Era sabido que dois espécimes dessas espécies tinham cabeças e pescoços bem preservados que terminavam abruptamente. Especulou-se que esses pescoços foram arrancados, mas ninguém estudou isso em detalhes. No novo estudo, Spiekman se uniu a Eudald Mujal, também do Museu de Stuttgart, e pesquisador associado do Institut Català de Paleontologia Miquel Crusafont, Espanha, especialista em preservação de fósseis e interações predatórias no registro fóssil baseado em mordidas vestígios nos ossos. Depois de uma tarde examinando os dois espécimes em Zurique, eles concluíram que os pescoços haviam sido claramente arrancados.

“Algo que nos chamou a atenção é que o crânio e parte do pescoço preservados estão intactos, apresentando apenas alguma desarticulação devido à decomposição típica de uma carcaça em ambiente tranquilo”, disse Mujal. “Apenas o pescoço e a cabeça são preservados; não há nenhuma evidência do resto dos animais. Os pescoços terminam abruptamente, indicando que foram completamente cortados por outro animal durante um evento particularmente violento, como evidencia a presença de vestígios de dentes”.

“O fato de a cabeça e o pescoço estarem tão intactos sugere que, quando chegaram ao local de seu enterro final, os ossos ainda estavam cobertos por tecidos moles como músculos e pele”, continuou Mujal. “Eles claramente não foram alimentados pelo predador. Embora isso seja especulativo, faria sentido que os predadores estivessem menos interessados no pescoço magro e na cabeça pequena e, em vez disso, se concentrassem nas partes mais carnudas do corpo. Juntos, esses fatores tornam mais provável que ambos os indivíduos tenham sido decapitados durante a caça e não eliminados, embora a eliminação nunca possa ser totalmente excluída em fósseis tão antigos”.

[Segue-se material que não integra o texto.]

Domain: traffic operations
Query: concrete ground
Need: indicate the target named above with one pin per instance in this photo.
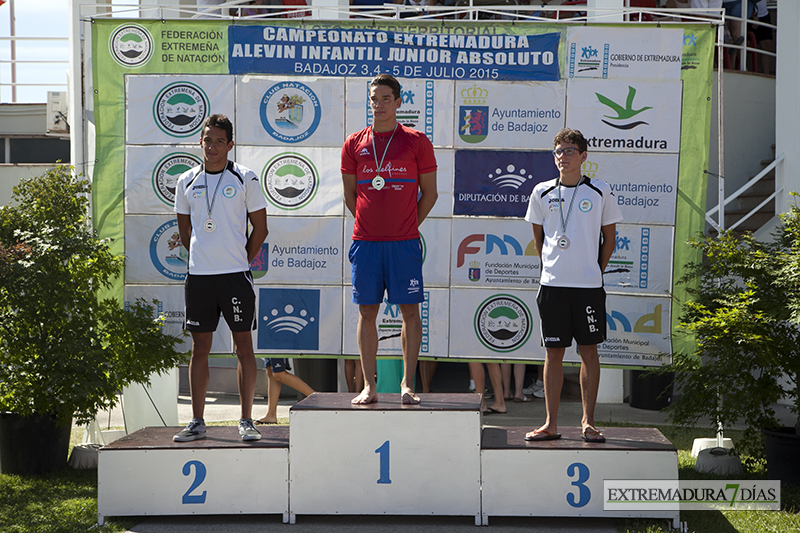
(225, 407)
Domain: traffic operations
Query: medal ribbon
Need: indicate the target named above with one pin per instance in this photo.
(565, 223)
(210, 208)
(378, 166)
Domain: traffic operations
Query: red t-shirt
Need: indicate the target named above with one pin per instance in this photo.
(388, 214)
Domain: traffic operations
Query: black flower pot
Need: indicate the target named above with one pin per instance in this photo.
(782, 448)
(32, 444)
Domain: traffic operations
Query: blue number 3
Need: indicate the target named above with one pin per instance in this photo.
(584, 494)
(199, 477)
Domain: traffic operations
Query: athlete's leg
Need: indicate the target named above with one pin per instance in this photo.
(198, 371)
(411, 338)
(368, 349)
(590, 382)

“Curiosamente, o mesmo cenário – embora certamente executado por diferentes predadores – jogado para ambos os espécimes, que lembram, representam indivíduos de duas espécies diferentes de Tanystropheus, que são muito diferentes em tamanho e possivelmente estilo de vida”, diz Spiekman.

As descobertas confirmam as interpretações anteriores de que os pescoços dos répteis antigos representam uma estrutura evolutiva completamente única, muito mais estreita e rígida do que a dos plesiossauros de pescoço longo, de acordo com os pesquisadores. Eles também mostram que a evolução de um pescoço longo como um réptil marinho trouxe possíveis desvantagens. No entanto, eles observam, os pescoços alongados foram claramente uma estratégia evolutiva altamente bem-sucedida, encontrada em muitos répteis marinhos diferentes ao longo de um período de 175 milhões de anos.

“Em um sentido muito amplo, nossa pesquisa mostra mais uma vez que a evolução é um jogo de compensações”, diz Spiekman. “A vantagem de ter um pescoço longo superou claramente o risco de ser alvo de um predador por muito tempo. Até o próprio Tanystropheus teve bastante sucesso em termos evolutivos, vivendo por pelo menos 10 milhões de anos e ocorrendo no que hoje é a Europa, Oriente Médio, China, América do Norte e possivelmente América do Sul.”